Emergenza maltempo

Emergenza maltempo
20/06/2012

CARI CALUSCHESI,

voglio rivolgermi personalmente a voi perché ritengo necessario sappiate che, nelle situazioni critiche, il sindaco si assume personalmente le responsabilità della situazione e delle azioni necessarie a risolvere i problemi

Il nubifragio che si è abbattuto nella scorsa settimana sul nostro paese ha messo a dura prova il grado di funzionamento dei nostri servizi e delle strutture, evidenziandone i limiti e provocando purtroppo numerosi danni a cose e abitazioni, pubbliche e private.
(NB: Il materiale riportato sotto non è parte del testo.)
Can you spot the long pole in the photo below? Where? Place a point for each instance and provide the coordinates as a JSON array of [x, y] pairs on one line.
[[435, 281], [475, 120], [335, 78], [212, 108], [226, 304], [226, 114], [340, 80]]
Certamente il fatto che sia stato un evento eccezionale non riduce la mia amarezza di fronte ai tanti danni che molti di voi hanno dovuto sopportare.

Questo evento si può riassumere in due parole: SCARSA PROGRAMMAZIONE E SCARSI CONTROLLI.

Stanno venendo alla luce 30 anni di miope gestione e programmazione del territorio, sperando sempre che bastassero la fortuna o il caso a evitare i problemi. Abbiamo modificato e ampliato il “sopra” del nostro paese, dimenticando di adeguare la parte sotterranea, meno nobile forse, ma altrettanto indispensabile.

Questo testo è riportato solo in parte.